The Hilbig field, which is located in southwestern Bastrop County, Tex., was discovered on Feb. 15, 1933, with the drilling of Humble's Annie Hasler 1 (now Hilbig Oil Unit 13). This well was completed from 2,006 to 2,115 ft subsea and produced at a rate of 1,700 STB/D on initial test. The Hilbig field produces from a porous supentine plug. The serpentine (Mg(OH)SiO-HO) is dull to dark green in color, fragmented, containing varying quantities of calcareous material as part of the matrix. From Feb. to April, 1933, eight more wells were drilled, four of which were dry holes and four were oil wells. By Sept., 1933, Humble had drilled eight additional oil wells and one dry hole. There are currently 13 completions in the reservoir-one injection well and 12 oil wells. All wells in the Hilbig field were competed in open hole with 7-in. casing set to within 7 ft of the top of the serpentine plug.

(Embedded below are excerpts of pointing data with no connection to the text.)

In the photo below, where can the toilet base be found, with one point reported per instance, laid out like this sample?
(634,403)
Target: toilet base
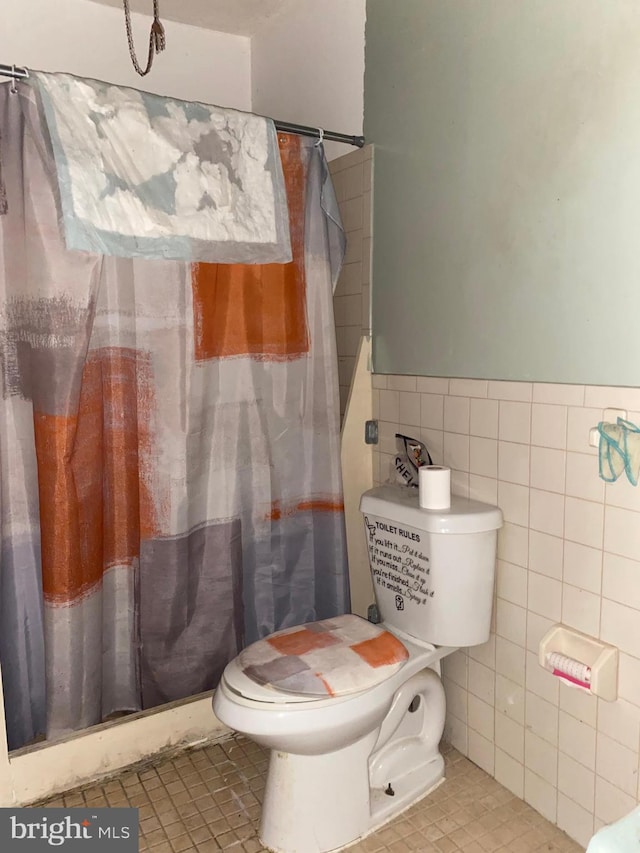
(322,803)
(317,803)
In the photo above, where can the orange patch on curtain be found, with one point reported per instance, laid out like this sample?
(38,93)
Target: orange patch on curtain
(257,309)
(383,650)
(323,505)
(96,499)
(301,642)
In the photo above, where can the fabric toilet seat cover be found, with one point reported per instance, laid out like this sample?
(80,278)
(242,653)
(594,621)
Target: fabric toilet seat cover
(333,657)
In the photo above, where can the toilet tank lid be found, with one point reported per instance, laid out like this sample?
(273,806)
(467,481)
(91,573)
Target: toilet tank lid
(400,504)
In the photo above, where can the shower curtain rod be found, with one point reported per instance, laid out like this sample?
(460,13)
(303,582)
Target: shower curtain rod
(284,126)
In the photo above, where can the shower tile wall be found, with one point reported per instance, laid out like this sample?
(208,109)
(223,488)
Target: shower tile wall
(351,175)
(569,552)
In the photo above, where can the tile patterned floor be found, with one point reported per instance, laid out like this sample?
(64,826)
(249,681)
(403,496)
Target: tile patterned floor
(208,799)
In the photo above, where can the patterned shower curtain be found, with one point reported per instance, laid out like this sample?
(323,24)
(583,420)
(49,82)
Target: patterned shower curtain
(169,451)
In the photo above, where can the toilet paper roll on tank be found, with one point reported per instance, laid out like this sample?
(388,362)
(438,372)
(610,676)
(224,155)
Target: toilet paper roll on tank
(434,487)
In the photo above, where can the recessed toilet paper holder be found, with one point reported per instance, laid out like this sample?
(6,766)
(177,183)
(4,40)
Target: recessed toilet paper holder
(581,661)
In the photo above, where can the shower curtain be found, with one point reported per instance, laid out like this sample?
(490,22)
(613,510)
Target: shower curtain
(169,450)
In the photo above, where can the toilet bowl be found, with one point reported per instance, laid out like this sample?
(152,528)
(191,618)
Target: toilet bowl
(351,712)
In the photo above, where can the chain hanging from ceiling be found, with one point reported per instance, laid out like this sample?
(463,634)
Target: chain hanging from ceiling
(157,41)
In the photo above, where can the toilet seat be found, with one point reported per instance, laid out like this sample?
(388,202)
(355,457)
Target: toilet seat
(331,658)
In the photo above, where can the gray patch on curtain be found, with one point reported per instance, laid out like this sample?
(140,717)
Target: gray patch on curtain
(4,204)
(297,574)
(22,639)
(191,614)
(41,348)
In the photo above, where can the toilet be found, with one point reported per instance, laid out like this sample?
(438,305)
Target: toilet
(353,712)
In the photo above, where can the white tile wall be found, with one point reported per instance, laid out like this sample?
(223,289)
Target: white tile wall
(569,552)
(352,180)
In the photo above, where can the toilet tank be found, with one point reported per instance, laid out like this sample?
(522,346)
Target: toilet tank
(433,570)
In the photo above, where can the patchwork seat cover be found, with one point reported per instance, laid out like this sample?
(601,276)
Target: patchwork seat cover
(333,657)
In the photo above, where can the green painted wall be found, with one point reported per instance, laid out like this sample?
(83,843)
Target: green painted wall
(506,188)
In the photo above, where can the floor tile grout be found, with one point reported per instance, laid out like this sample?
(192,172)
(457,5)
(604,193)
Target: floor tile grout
(208,799)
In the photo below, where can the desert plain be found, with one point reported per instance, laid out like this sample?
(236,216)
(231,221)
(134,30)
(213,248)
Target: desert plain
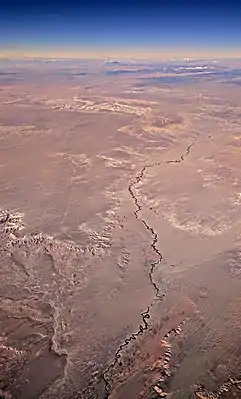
(120,230)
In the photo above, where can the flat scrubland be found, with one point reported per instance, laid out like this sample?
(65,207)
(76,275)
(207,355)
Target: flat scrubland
(120,235)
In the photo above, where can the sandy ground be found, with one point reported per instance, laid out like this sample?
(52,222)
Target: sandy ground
(120,229)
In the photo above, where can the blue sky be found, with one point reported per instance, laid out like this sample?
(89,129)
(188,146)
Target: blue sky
(143,26)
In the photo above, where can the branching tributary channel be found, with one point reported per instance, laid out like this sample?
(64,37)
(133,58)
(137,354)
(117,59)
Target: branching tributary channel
(158,295)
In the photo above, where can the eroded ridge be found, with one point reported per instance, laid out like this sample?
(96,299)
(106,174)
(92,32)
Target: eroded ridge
(158,294)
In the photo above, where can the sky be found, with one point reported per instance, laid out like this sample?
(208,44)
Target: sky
(124,29)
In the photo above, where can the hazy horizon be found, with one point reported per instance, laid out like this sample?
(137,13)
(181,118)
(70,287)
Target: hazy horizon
(121,30)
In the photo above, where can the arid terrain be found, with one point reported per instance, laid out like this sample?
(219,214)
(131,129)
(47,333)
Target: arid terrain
(120,230)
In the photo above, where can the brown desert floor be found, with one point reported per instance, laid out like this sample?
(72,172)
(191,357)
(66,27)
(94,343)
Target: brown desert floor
(120,230)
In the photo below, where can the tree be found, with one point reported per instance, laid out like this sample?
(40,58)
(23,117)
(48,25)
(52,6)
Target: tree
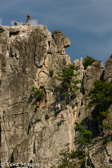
(69,84)
(38,93)
(85,140)
(101,97)
(88,61)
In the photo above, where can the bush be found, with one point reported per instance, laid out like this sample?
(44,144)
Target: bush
(38,93)
(88,61)
(101,97)
(46,117)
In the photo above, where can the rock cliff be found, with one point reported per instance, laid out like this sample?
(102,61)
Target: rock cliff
(27,55)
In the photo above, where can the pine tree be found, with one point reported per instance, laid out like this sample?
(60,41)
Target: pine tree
(85,140)
(68,86)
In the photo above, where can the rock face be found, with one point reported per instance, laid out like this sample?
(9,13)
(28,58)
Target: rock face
(27,55)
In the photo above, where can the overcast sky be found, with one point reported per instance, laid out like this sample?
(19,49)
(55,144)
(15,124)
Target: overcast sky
(88,23)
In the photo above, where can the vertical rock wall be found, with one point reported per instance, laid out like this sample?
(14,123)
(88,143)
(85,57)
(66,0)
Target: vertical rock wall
(27,55)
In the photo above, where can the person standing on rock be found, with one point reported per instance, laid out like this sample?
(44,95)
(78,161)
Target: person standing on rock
(28,18)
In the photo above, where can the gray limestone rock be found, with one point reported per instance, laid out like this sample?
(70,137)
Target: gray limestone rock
(27,55)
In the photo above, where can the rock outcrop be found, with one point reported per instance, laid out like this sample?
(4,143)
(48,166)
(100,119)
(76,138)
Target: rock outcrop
(27,55)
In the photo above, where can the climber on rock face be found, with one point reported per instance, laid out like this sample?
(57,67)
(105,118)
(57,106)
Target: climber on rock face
(28,18)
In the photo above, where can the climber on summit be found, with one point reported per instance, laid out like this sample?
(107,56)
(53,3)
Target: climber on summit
(28,18)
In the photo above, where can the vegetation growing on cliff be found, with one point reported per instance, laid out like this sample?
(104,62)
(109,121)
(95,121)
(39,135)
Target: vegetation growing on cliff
(69,84)
(38,93)
(101,97)
(88,61)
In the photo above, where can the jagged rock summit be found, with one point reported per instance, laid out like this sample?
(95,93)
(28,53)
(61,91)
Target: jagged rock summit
(27,55)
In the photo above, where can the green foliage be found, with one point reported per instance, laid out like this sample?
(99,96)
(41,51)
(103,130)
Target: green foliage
(69,84)
(51,72)
(86,135)
(101,96)
(37,120)
(88,61)
(38,93)
(106,140)
(46,117)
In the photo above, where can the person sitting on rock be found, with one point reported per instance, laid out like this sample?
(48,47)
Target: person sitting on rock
(28,18)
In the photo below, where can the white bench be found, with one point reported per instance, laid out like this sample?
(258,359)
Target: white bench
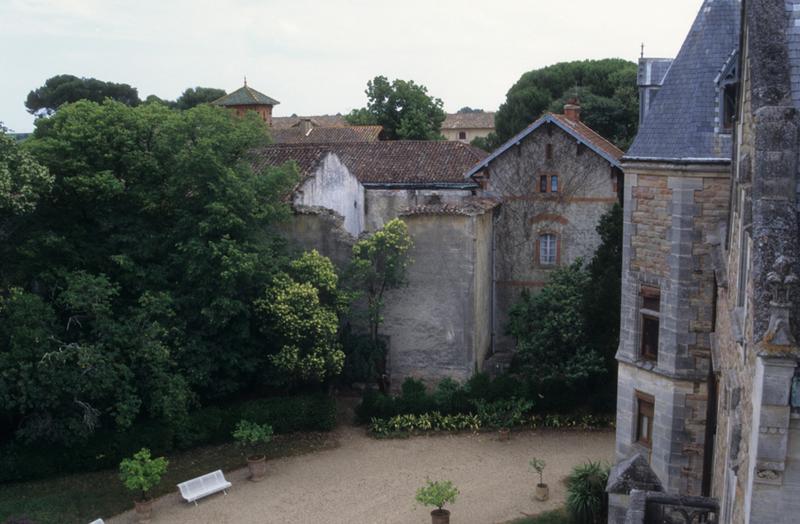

The standard practice was to core below the production casing with a 6 1/8-in. core assembly until sufficient porosity had been penetrated to obtain satisfactory production.
Fig. 1 is s structure map of the Hilbig serpentine reservoir. The crest of the plug lies at about 1,875 ft subsea while the estimated water-oil contact is at 2,185 ft subsea. The productive area of this reservoir covers about 300 acres. The base of the serpentine lies at depths varying from 2,205 to 2,432 ft subsea. The serpentine was extruded by a volcanic process and it is believed that the porosity was created by the expansion of escaping gases. Porosity from core data ranges from 0 to 37 per cent and averages 24.1 per cent. Permeabilities range up to 570 md. Cores from wells located in the central portion of the reservoir were analyzed, but core analysis data are not available for wells drilled near the edge of the reservoir.
Core descriptions and unsuccessful completion attempts indicate a dense serpentine of low porosity around the edges of the plug. Core analysis data are, therefore, not necessarily representative of the average rock properties throughout the reservoir. There are 45,746 acre-ft of serpentine present in this reservoir above the water-oil contact. Volumetric balance calculations indicate an original oil in place of 13,128,400 reservoir bbl. With an estimated average connate water saturation of 20 per cent, an average porosity of 4.6 per cent would be required to contain this amount of oil within the serpentine volume mentioned above. There is good pressure continuity between wells in spite of disproportionate withdrawals from the producing wells, and it is believed that all of the reservoir has been subject to drainage and that the average effective porosity is 4.6 per cent. Table 1 outlines pertinent data for this reservoir.